Я взглянула на часы.

— Пора бы уже кому-нибудь появиться.

— Пора бы.

Меня убивала его холодность и немногословность. Я не могла понять, он всегда такой или это просто неважное настроение с утра. А возможно он просто не хотел идти на контакт со мной.

Я прошлась по залу, желая убить время. За окнами бликами в лужах переливалось солнце, весна быстрыми шагами врывалась в город. Мне хотелось поскорее выбраться из этого душного зала на улицу, вдохнуть теплый солнечный воздух, пройтись по влажным тротуарам веселого воскресного города. Но вместо этого – репетиция, ожидание, угрюмый пианист.

Я снова потихоньку взглянула на парня. Он оставил свои бумажки и спокойно сидел на краю сцены, глядя в окно. Я невольно залюбовалась его расслабленным лицом с тонкими бледно-малинового цвета губами, высокими скулами и зелеными глазами, неярко блестящими на солнце, льющемся через больше окна. Он неясно морщил нос, словно задумался над какой-то мыслью, уже давно не дающей покоя его разуму.

Я медленно ходила по залу, изредка взглядывая на невозмутимого юношу, сидящего на сцене в солнечных лучах и задумавшегося над одному ему известным вопросом. Мне всегда нравилось смотреть на красивых людей, и сейчас мне хотелось взять фотоаппарат или, если бы я умела рисовать, холст и краски, чтобы запечатлеть эту живописную картину. Я улыбалась своим мыслям, наслаждалась звуком своих шагов, эхом отзывающихся от высоких стен, про себя напевала мелодию из старого фильма. В голове моей была тишина, солнце в ярких желтых, оранжевых и красных сияющих обручах и образ красивого светлого пианиста, смотрящего в окно.

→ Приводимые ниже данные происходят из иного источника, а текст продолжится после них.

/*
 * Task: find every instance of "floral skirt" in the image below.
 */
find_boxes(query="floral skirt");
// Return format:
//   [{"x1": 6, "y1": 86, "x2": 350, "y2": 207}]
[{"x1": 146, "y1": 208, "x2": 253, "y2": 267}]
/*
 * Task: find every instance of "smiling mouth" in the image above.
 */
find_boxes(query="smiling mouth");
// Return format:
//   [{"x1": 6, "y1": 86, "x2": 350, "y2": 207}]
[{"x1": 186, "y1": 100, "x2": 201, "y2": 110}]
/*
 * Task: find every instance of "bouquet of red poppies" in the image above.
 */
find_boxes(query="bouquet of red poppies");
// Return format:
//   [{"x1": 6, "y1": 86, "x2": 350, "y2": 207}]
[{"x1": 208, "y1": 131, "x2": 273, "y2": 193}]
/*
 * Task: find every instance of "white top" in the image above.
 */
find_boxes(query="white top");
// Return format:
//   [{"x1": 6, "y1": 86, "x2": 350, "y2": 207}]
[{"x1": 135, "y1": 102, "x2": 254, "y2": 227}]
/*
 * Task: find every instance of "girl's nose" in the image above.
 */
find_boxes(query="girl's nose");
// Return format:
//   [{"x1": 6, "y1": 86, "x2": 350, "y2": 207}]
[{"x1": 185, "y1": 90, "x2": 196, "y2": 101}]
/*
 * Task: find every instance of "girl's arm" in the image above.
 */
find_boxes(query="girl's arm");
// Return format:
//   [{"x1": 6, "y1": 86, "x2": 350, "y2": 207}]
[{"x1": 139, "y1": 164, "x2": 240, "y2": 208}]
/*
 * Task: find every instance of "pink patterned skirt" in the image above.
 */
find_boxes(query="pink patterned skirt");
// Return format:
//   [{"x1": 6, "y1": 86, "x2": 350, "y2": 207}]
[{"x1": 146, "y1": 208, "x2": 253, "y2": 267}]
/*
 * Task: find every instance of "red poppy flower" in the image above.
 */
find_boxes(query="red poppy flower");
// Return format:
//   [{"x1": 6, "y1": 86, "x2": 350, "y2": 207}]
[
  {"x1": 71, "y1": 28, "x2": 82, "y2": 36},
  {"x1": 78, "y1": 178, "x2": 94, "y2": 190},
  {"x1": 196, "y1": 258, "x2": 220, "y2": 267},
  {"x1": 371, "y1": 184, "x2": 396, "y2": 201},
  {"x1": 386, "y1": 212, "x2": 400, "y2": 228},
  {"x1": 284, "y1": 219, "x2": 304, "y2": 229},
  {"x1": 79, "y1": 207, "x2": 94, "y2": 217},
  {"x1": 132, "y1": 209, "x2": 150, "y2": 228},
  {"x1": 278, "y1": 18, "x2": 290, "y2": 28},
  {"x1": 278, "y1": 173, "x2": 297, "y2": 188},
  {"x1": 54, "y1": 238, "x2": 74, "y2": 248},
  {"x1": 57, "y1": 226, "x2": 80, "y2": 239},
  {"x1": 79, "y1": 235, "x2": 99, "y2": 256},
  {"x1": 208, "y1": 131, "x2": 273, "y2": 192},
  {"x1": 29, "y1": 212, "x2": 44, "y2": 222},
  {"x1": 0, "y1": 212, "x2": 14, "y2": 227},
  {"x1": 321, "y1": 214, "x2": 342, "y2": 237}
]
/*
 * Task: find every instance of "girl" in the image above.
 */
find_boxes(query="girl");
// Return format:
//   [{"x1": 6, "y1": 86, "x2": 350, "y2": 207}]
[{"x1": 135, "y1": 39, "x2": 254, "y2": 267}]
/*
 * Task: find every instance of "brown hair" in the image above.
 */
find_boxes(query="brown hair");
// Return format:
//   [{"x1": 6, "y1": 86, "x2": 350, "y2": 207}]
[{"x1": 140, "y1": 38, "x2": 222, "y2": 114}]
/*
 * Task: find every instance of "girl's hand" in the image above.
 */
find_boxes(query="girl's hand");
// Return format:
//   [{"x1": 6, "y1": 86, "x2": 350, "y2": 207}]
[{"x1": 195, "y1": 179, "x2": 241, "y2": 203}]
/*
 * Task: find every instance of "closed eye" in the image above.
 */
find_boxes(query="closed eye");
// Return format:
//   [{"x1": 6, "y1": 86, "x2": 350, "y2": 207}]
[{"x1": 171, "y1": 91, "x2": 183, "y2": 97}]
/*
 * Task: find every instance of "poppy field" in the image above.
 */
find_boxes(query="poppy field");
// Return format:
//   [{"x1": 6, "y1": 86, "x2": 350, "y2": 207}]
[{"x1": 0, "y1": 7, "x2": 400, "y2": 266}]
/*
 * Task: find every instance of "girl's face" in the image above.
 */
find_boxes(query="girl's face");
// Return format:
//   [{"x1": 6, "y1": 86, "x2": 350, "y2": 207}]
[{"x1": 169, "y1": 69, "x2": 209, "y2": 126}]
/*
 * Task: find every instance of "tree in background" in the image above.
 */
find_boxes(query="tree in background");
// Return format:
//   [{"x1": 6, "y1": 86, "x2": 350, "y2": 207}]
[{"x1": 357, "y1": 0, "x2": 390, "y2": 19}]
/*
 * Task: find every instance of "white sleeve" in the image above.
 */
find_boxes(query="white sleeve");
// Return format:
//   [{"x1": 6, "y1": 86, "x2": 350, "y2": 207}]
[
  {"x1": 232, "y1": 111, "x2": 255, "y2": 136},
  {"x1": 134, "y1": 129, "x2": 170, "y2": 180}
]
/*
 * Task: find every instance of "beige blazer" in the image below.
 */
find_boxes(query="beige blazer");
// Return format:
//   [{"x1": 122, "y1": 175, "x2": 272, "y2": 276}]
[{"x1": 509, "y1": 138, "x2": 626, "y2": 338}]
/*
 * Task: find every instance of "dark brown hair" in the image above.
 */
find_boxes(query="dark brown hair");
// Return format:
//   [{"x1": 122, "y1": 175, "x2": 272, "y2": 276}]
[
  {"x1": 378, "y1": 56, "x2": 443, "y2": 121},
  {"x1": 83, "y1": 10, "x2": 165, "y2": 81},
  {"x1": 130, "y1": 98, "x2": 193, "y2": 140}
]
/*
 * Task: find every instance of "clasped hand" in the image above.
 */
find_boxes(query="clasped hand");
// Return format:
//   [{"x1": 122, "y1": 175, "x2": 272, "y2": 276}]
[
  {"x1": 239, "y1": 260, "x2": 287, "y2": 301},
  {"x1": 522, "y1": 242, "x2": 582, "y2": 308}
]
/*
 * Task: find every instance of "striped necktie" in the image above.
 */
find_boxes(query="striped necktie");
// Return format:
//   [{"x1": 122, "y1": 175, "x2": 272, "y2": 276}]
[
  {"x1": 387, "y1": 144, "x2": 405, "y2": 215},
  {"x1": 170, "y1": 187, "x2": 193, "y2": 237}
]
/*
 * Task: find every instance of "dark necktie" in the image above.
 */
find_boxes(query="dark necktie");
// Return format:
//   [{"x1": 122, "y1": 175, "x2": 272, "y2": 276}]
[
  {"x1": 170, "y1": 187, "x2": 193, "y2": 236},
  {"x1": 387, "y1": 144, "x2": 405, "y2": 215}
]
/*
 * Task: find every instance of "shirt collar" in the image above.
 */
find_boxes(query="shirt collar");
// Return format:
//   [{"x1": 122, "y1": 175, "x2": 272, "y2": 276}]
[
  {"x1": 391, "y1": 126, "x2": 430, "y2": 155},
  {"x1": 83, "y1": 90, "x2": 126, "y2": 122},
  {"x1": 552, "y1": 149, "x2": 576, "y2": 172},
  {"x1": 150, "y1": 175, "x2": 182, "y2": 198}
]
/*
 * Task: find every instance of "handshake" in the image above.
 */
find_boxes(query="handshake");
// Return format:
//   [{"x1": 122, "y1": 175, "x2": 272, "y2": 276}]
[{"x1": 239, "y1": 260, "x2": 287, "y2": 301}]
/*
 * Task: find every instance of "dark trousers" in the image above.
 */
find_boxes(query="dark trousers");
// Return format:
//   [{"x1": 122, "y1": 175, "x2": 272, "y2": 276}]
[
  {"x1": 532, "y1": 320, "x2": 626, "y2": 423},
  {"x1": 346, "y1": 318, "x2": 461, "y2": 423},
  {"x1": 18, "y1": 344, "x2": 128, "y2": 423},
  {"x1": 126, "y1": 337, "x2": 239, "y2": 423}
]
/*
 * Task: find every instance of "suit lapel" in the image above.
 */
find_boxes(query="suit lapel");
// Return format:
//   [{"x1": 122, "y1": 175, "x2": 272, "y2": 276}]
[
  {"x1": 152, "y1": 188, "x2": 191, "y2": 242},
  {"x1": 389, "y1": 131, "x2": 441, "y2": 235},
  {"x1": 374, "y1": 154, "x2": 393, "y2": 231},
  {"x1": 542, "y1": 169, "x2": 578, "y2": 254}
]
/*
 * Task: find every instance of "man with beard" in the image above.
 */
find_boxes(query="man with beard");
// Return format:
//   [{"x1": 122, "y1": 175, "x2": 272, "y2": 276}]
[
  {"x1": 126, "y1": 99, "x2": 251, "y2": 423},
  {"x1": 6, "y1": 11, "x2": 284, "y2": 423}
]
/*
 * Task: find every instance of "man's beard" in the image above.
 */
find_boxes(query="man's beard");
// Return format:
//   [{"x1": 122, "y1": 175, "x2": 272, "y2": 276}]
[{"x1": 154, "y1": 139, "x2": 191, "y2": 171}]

За бесцельным хождением по залу прошло 15 минут. Внезапно тишину разорвал его тихий, но резкий голос:

— Не ходи, пожалуйста. Ты перед глазами мельтешишь, ногами топаешь и мешаешь мне запоминать.

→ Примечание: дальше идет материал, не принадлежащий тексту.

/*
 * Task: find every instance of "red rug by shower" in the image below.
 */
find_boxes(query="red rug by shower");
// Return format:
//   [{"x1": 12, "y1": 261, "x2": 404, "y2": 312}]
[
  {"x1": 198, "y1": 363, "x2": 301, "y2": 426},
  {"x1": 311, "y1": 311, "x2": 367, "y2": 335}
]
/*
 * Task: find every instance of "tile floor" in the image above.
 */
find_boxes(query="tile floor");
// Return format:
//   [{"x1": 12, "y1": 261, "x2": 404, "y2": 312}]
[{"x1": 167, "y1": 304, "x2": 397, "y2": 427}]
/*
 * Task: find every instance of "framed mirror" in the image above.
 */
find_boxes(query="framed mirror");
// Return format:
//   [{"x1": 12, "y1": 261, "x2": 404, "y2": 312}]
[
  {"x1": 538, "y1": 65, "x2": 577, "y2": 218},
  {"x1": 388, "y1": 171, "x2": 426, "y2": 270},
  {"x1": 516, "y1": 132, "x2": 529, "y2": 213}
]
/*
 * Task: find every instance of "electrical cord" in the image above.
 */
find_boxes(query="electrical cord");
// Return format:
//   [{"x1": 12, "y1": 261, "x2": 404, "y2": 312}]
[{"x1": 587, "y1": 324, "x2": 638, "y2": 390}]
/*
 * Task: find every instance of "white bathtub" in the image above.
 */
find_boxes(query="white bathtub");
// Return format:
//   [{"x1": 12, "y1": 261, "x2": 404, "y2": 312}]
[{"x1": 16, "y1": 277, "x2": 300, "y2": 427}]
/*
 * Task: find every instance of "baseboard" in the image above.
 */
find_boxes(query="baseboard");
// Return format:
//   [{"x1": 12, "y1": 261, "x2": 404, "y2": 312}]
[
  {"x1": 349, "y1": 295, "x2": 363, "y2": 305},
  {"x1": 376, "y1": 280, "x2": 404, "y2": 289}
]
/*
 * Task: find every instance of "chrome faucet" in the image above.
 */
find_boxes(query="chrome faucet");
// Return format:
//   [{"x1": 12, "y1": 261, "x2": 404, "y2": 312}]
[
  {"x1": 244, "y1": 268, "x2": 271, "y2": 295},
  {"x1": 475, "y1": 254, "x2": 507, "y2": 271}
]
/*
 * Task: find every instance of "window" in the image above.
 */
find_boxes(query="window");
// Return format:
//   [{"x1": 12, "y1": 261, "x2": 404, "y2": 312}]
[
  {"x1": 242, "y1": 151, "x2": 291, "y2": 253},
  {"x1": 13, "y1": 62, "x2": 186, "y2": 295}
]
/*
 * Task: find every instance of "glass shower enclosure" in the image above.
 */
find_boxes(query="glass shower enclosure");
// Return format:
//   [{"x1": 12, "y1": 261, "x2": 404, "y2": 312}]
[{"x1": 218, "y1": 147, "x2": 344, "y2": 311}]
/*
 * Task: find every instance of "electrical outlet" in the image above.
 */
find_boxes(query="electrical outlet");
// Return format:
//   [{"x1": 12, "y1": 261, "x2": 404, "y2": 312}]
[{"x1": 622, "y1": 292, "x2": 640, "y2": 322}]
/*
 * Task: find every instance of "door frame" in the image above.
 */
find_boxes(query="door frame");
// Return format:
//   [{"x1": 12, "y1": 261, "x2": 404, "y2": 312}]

Я остановилась в противоположном от него углу зала. Он не смотрел на меня, он вообще не шевелился, неподвижно глядел в одну точку, напряжено барабаня пальцами по коленям. Я молча наблюдала за ним.

Мне стало любопытно. Я вглядывалась в его бледный нос, испещренный морщинками раздумий, и мне невольно хотелось заглянуть глубже, увидеть его мысли, узнать, что же он там запоминает.

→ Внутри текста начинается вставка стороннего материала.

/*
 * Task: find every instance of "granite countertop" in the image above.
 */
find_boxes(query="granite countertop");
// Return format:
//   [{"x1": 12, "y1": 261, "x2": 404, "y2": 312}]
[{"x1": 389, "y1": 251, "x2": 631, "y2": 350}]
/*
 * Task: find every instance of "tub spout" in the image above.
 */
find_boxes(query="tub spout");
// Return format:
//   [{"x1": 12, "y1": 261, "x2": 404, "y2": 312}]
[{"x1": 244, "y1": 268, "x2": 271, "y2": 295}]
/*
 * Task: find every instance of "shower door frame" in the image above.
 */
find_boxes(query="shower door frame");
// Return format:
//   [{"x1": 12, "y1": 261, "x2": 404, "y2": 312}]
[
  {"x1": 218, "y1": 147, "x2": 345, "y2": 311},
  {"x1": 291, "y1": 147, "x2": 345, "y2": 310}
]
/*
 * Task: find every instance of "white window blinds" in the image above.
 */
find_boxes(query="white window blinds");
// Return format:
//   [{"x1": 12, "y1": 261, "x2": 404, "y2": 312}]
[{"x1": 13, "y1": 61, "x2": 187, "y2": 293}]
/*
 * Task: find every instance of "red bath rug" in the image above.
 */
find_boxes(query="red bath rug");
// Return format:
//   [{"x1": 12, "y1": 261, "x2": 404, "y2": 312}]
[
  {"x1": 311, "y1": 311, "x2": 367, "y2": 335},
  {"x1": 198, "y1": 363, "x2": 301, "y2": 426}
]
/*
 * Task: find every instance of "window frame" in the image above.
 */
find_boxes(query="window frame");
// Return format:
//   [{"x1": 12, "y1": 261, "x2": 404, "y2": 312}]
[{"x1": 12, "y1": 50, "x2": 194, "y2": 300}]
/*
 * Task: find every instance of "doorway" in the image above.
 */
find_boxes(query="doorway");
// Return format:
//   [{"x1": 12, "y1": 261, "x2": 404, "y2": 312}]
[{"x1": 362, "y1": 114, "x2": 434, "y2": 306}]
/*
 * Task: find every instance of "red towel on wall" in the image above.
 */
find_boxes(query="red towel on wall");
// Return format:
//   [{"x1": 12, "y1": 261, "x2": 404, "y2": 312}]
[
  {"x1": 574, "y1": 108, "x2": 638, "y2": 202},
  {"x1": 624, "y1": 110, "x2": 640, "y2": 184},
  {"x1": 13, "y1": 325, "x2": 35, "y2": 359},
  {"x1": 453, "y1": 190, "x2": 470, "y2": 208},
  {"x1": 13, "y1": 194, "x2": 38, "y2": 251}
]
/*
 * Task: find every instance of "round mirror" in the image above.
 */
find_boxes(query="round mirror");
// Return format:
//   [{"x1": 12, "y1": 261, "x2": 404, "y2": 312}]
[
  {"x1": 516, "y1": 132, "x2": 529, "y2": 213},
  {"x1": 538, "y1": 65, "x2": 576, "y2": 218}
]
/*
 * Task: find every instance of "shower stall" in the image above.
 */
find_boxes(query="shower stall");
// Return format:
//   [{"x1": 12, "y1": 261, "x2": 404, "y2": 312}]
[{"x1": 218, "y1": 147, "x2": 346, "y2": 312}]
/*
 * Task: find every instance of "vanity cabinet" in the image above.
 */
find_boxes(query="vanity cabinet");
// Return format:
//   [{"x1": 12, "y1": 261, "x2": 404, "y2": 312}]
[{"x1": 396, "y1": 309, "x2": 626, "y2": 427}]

Стараясь не слишком громко ступать, я аккуратными шагами пересекла зал и села на стул напротив него. Интерес к его сосредоточенной натуре заполнял мой разум.

Он на пару мгновений оторвал взгляд от окна и посмотрел на меня. Блики в зеленых глазах метнулись и погасли в тот момент, когда он отвернулся ко мне. Свет сыграл на его волосах темного каштанового цвета причудливую игру и застыл, когда он вновь отвернулся и стал смотреть в окно.

Я помолчала. Любопытство теснило мысли. Он продолжал сосредоточенно бить пальцами по ногам, как будто меня и вовсе тут не было.

Наконец я осмелилась заговорить:

— Что ты запоминаешь? — я старалась, чтобы мой голос звучал мягко и тихо, чтобы не испугать его в тишине пустых стен резким звуком.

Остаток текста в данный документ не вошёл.